The vulnerability is an improper limitation of a pathname to a restricted directory (CWE‑22) that allows an attacker to traverse paths and delete arbitrary files through the WordPress Litho theme. An attacker could script deletion of any file on the server that the web process can write to, leading to loss of site content, configuration files, or backups. The high CVSS score of 8.6 reflects the potential for data loss and site disruption, although no code execution is required.

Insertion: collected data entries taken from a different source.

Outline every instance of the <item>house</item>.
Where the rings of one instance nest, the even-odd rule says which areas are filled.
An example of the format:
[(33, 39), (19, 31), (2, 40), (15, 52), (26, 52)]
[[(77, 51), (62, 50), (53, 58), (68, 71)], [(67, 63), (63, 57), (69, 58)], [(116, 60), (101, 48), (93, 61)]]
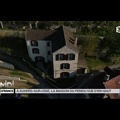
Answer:
[(71, 78), (78, 68), (77, 38), (64, 26), (55, 30), (28, 30), (25, 35), (33, 62), (52, 62), (54, 78)]
[(29, 57), (33, 62), (52, 61), (52, 43), (47, 37), (54, 33), (49, 30), (28, 30), (25, 35)]
[[(120, 75), (103, 83), (106, 89), (120, 89)], [(120, 99), (120, 94), (109, 94), (111, 99)]]

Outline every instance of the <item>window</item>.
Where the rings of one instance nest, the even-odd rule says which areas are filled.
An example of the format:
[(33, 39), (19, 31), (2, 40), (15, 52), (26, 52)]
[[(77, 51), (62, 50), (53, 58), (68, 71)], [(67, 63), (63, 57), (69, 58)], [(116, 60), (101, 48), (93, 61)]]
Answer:
[(56, 55), (56, 60), (75, 60), (75, 54), (70, 53), (70, 54), (57, 54)]
[(50, 42), (47, 42), (47, 46), (50, 47)]
[(68, 60), (75, 60), (75, 54), (68, 54)]
[(31, 46), (38, 46), (38, 41), (37, 40), (32, 40), (31, 41)]
[(56, 60), (64, 60), (64, 54), (57, 54)]
[(70, 69), (70, 64), (69, 63), (62, 63), (60, 65), (60, 69)]
[(63, 78), (69, 77), (69, 73), (68, 72), (62, 72), (62, 73), (60, 73), (60, 77), (63, 77)]
[(39, 54), (39, 49), (38, 49), (38, 48), (33, 48), (33, 49), (32, 49), (32, 52)]
[(51, 51), (48, 51), (48, 55), (51, 55)]

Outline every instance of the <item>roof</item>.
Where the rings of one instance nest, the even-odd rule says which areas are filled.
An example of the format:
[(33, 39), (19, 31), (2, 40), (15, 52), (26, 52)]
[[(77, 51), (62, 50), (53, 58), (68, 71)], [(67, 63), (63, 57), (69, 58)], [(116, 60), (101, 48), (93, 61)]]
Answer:
[(79, 52), (77, 46), (75, 46), (75, 37), (73, 33), (60, 26), (55, 30), (28, 30), (25, 36), (26, 40), (51, 40), (52, 51), (55, 52), (60, 48), (67, 46), (70, 49)]
[[(103, 83), (106, 89), (120, 89), (120, 75)], [(120, 99), (117, 94), (109, 94), (111, 99)]]
[(78, 47), (74, 45), (75, 37), (73, 33), (64, 26), (57, 28), (51, 39), (53, 43), (53, 52), (59, 50), (64, 46), (67, 46), (75, 52), (79, 52)]
[(53, 34), (53, 30), (27, 30), (26, 40), (45, 40), (48, 36)]
[[(63, 32), (64, 32), (66, 46), (68, 46), (69, 48), (73, 49), (76, 52), (79, 52), (78, 47), (74, 45), (75, 44), (75, 37), (72, 34), (72, 32), (70, 30), (68, 30), (67, 28), (65, 28), (64, 26), (63, 26)], [(74, 42), (74, 44), (72, 42)]]

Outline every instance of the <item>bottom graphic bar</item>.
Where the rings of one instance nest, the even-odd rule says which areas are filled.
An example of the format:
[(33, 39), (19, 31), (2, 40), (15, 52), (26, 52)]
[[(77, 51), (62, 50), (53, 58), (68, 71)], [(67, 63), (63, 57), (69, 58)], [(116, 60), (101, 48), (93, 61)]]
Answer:
[(15, 93), (29, 94), (110, 94), (120, 93), (120, 89), (15, 89)]

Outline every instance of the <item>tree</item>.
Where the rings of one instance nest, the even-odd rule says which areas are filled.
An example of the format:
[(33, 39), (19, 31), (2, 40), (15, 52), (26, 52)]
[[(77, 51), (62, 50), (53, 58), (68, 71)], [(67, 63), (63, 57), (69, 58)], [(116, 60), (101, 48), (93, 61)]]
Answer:
[(86, 36), (82, 44), (85, 55), (97, 57), (99, 42), (99, 38), (96, 36)]

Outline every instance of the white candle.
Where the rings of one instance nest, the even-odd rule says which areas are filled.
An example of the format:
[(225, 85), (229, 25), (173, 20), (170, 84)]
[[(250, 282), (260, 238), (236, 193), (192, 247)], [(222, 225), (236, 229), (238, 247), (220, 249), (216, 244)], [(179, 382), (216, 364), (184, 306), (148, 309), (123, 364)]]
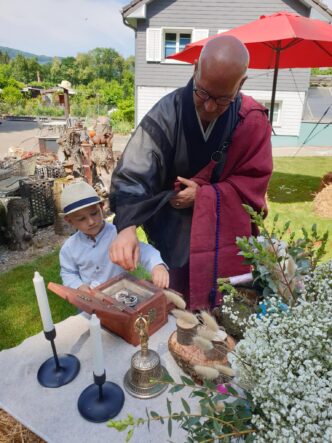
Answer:
[(32, 281), (35, 287), (40, 316), (43, 322), (43, 329), (45, 332), (52, 331), (54, 329), (54, 325), (50, 305), (48, 304), (44, 279), (39, 272), (36, 271)]
[(100, 320), (96, 314), (92, 314), (90, 320), (90, 336), (92, 345), (92, 364), (93, 373), (97, 376), (101, 376), (105, 372), (104, 366), (104, 354), (103, 354), (103, 343), (101, 341), (101, 328)]

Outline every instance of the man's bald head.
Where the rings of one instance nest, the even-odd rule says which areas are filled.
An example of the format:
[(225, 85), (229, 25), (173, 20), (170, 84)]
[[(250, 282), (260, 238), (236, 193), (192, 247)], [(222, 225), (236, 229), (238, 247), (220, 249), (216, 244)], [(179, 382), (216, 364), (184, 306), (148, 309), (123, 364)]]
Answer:
[[(249, 64), (249, 54), (243, 43), (235, 37), (219, 35), (209, 40), (195, 62), (193, 98), (196, 111), (203, 124), (207, 124), (228, 108), (234, 101), (243, 82)], [(202, 98), (203, 91), (208, 94)], [(218, 105), (215, 98), (229, 104)]]
[(201, 69), (208, 72), (228, 72), (233, 79), (245, 77), (249, 65), (249, 53), (244, 44), (231, 35), (219, 35), (209, 40), (203, 47), (198, 63), (197, 74)]

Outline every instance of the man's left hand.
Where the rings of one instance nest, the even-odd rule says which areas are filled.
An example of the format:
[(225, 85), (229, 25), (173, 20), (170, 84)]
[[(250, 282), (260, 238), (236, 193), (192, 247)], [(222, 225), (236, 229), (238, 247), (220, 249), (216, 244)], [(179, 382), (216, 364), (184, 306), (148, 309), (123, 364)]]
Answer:
[(175, 197), (173, 197), (169, 202), (175, 209), (191, 208), (194, 205), (196, 198), (196, 192), (199, 188), (198, 184), (193, 180), (188, 180), (187, 178), (177, 177), (177, 181), (180, 185), (186, 186), (185, 189), (179, 191)]

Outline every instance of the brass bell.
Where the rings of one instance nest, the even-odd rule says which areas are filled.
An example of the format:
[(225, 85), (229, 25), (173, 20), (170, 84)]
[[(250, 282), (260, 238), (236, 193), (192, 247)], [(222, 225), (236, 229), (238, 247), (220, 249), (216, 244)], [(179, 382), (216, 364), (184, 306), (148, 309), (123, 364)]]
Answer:
[(124, 377), (124, 387), (133, 397), (156, 397), (168, 387), (166, 383), (158, 383), (167, 374), (167, 370), (160, 364), (158, 353), (148, 348), (148, 321), (142, 314), (135, 321), (135, 330), (140, 337), (141, 349), (131, 358), (130, 369)]

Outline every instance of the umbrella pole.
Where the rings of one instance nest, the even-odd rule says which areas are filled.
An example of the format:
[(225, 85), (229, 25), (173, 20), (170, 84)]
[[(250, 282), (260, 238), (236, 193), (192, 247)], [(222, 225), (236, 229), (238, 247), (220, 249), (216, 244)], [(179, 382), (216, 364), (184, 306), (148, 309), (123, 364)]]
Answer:
[(270, 123), (271, 123), (271, 126), (272, 126), (272, 123), (273, 123), (274, 103), (275, 103), (276, 92), (277, 92), (277, 80), (278, 80), (280, 51), (281, 51), (281, 42), (279, 42), (278, 47), (276, 48), (276, 63), (274, 65), (274, 73), (273, 73), (272, 97), (271, 97), (271, 106), (270, 106)]

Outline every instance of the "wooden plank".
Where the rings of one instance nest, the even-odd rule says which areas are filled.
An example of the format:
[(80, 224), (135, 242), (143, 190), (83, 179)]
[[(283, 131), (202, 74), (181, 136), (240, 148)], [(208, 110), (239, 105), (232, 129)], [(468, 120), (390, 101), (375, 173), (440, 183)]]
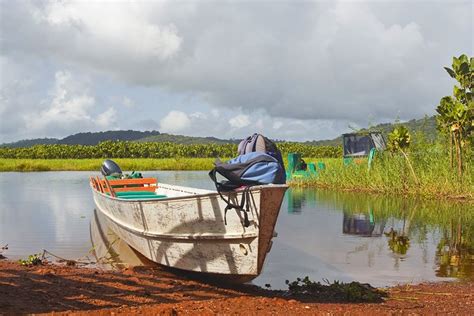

This flaw affects the Litho theme from its earliest released version up through version 3.0. WordPress sites that have installed and activated this theme are vulnerable. The issue is tied to the themezaa Litho theme, and administrators should check whether their installations are running these affected releases.

The CVSS score of 8.6 shows a high severity, while the EPSS score of < 1% indicates a low likelihood of exploitation, and the vulnerability is not listed in the CISA KEV catalog. Based on the description, the attack vector appears to be remote via HTTP requests targeting the theme’s file handling endpoints, allowing an attacker to traverse to arbitrary files and delete them. If the attacker can write to the file system, they could remove critical site content, configuration files, or backups, leading to data loss, site disruption, or providing a foothold for further compromise. No code execution is required, but the ability to delete files can serve as a denial‑of‑service or a means to remove security controls.